Level lain yang turut terpengaruh adalah Peripheral Nervous System (PNS). Berbagai studi menunjukan bahwa Galvanic Skin Response (GSR) mampu menghilangkan respon pada stimulus yang menyakitkan. (Holroyd, 1996). Sehingga modulasi dari sensasi sakit terjadi dua kali, pertama pada PNS ketika terjadi kontak dengan tubuh dan selanjutnya pada CNS ketika terjadi pemrosesan stimulus. Regulasi penurunan yang terjadi dua kali ini mengurangi sensasi sakit yang cukup signifikan.
Hal ini juga mendukung gagasan tentang peningkatan batasan sensasi sakit dengan sugesti hypnosis. Individu membutuhkan stimulus sensasi sakit yang lebih tinggi untuk memberikan efek respon pada sistem syaraf.
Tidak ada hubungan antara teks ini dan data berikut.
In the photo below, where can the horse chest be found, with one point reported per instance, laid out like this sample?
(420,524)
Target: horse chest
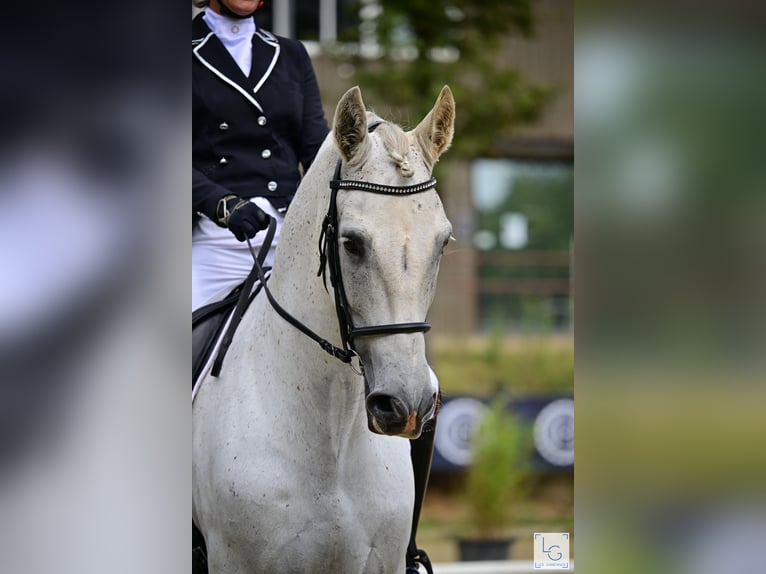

Riset ekstensif dilakukan oleh Crawford (1994) yang mengindikasikan bahwa hypnoanalgesia juga melakukan penghambatan pada pola di otak. Efek dari stimulus sensasi sakit diamati menggunakan Event-Related Potentials (ERPs). Potensi yang dimaksudkan adalah respon elektris yang terhubung dengan pengenalan awal dan atensi selanjutnya dari stimulus.
Setelah induksi hypnosis untuk tidak mesensasikan stimulus sensasi sakit, komponen awal terpengaruh namun komponen selanjutnya tereduksi. Hal ini mengindikasikan bahwa subjek lebih tidak awas terhadap sensasi sakit. Pada penelitiannya selanjutnya Crawford, 1994, mengungkapkan bahwa hypnoanalgesia berkaitan erat dengan gelombang theta di otak. Pola gelombang theta merupakan pola mereduksi penyampaian signal (inhibitory), yang diasosiasikan dengan pikiran bawah sadar. Fakta yang menunjukan bahwa ritme tersebut dihasilkan oleh bagian tengah bawah dari otak mendukung hasil penelitian yang dilakukan oleh Miller dan Bowers (1993), yang mengungkapkan bahawa sugesti hypnosis menuju langsung ke bagian tengah bawah untuk mengendalikan sakit. Keseluruhan hasil penelitian mendukung gagasan bahwa ketidakfokusan atensi dapat menimbulkan toleransi yang lebih besar pada sensasi sakit.